I don't think you can avoid Vega for this very specific use case. The problem I see in your case is that the bucket selector can't filter on keyword. This discussion was very insightful

So I replicated your scenario with an additional field statusId that uses an integer and without the problems for filtering so the search part later is a simple match_all query without including any date filtering that would be necessary if you want to go back in time.

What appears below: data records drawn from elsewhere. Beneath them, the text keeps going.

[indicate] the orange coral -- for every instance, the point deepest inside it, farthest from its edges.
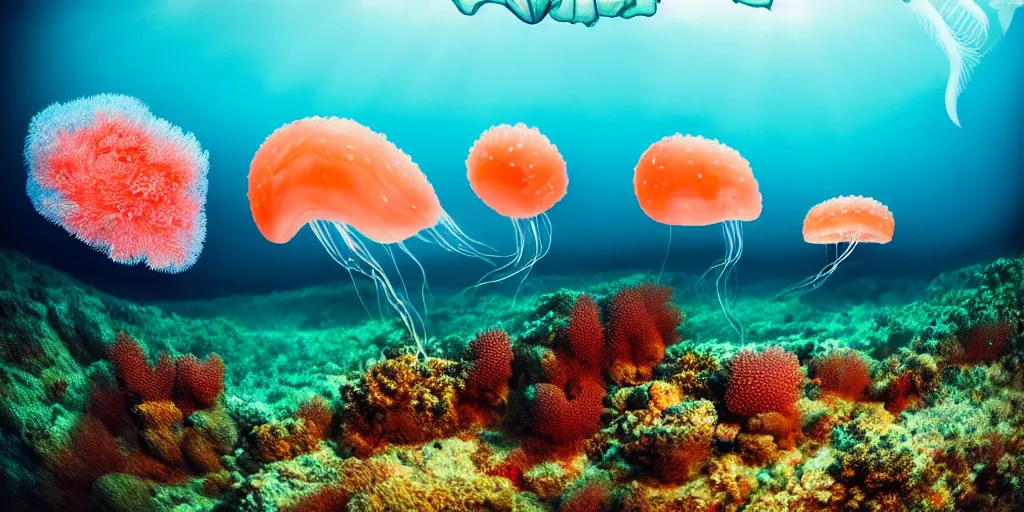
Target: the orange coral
(199, 452)
(316, 414)
(199, 382)
(280, 440)
(400, 400)
(843, 373)
(492, 367)
(763, 382)
(143, 381)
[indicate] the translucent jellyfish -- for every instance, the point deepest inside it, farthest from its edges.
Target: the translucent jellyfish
(574, 11)
(580, 11)
(962, 29)
(850, 220)
(694, 181)
(119, 178)
(358, 194)
(517, 172)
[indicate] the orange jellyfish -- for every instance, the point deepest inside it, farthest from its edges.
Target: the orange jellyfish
(694, 181)
(517, 172)
(356, 192)
(850, 220)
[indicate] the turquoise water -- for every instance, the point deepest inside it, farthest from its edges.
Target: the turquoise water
(823, 97)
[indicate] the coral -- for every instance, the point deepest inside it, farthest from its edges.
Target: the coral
(674, 442)
(142, 381)
(199, 383)
(843, 373)
(591, 497)
(123, 493)
(121, 179)
(400, 399)
(642, 323)
(563, 417)
(983, 342)
(692, 373)
(285, 439)
(492, 366)
(585, 335)
(757, 450)
(199, 452)
(316, 414)
(763, 382)
(783, 427)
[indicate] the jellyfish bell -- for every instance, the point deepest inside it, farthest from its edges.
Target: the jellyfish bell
(519, 174)
(849, 220)
(695, 181)
(359, 195)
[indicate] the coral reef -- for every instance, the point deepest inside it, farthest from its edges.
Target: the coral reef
(583, 399)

In the Kibana Dev Console:

# Clean up
DELETE discuss-336899

# Create an index
PUT discuss-336899
{
  "mappings": {
    "properties": {
      "timestamp": {
        "type": "date"
      },
      "id": {
        "type": "keyword"
      },
      "status": {
        "type": "keyword"
      },
      "statusId": {
        "type": "integer"
      }
    }
  }
}

# Add data from problem definition
POST discuss-336899/_bulk
{ "index": {}}
{ "timestamp": "2023-07-19T11:50:00+0200", "id": "1", "status": "open", "statusId": 1}
{ "index": {}}
{ "timestamp": "2023-07-19T11:50:00+0200", "id": "2", "status": "open", "statusId": 1}
{ "index": {}}
{ "timestamp": "2023-07-19T11:50:00+0200", "id": "3", "status": "open", "statusId": 1}
{ "index": {}}
{ "timestamp": "2023-07-19T11:52:00+0200", "id": "1", "status": "close", "statusId": 2}
{ "index": {}}
{ "timestamp": "2023-07-19T11:52:00+0200", "id": "2", "status": "open", "statusId": 1}
{ "index": {}}
{ "timestamp": "2023-07-19T11:52:00+0200", "id": "3", "status": "open", "statusId": 1}
{ "index": {}}
{ "timestamp": "2023-07-19T11:54:00+0200", "id": "2", "status": "open", "statusId": 1}
{ "index": {}}
{ "timestamp": "2023-07-19T11:54:00+0200", "id": "3", "status": "close", "statusId": 2}
{ "index": {}}
{ "timestamp": "2023-07-19T11:56:00+0200", "id": "2", "status": "open", "statusId": 1}

So now the query that returns the last open problems would be:


GET discuss-336899/_search
{
  "size": 0,
  "query": {
    "match_all": {}
  },
  "aggs": {
    "open_problems": {
      "terms": {
        "field": "id",
        "size": 10000
      },
      "aggs": {
        "latest_status": {
          "top_metrics": {
            "metrics": [
              {"field": "status"},
              {"field": "statusId"}
            ],
            "size": 1,
            "sort": {
              "timestamp": "desc"
            }
          }
        },
        "only_open": {
          "bucket_selector": {
            "buckets_path": {
              "latestStatus": "latest_status.statusId"
            },
            "script": "params.latestStatus ==1"
          }
        }
      }
    }
  }
}

And the result is correctly showing only the open problem number 2.

{
  ...
  "aggregations": {
    "open_problems": {
      "doc_count_error_upper_bound": 0,
      "sum_other_doc_count": 0,
      "buckets": [
        {
          "key": "2",
          "doc_count": 4,
          "latest_status": {
            "top": [
              {
                "sort": [
                  "2023-07-19T09:56:00.000Z"
                ],
                "metrics": {
                  "status": "open",
                  "statusId": 1
                }
              }
            ]
          }
        }
      ]
    }
  }
}

So as you can notice, the bucket selector is pointing to the statusId field to be used for the scripted filter.

You posted some time ago, so this may get you late, but I hope it can serve for future reference.

3

This topic was automatically closed 28 days after the last reply. New replies are no longer allowed.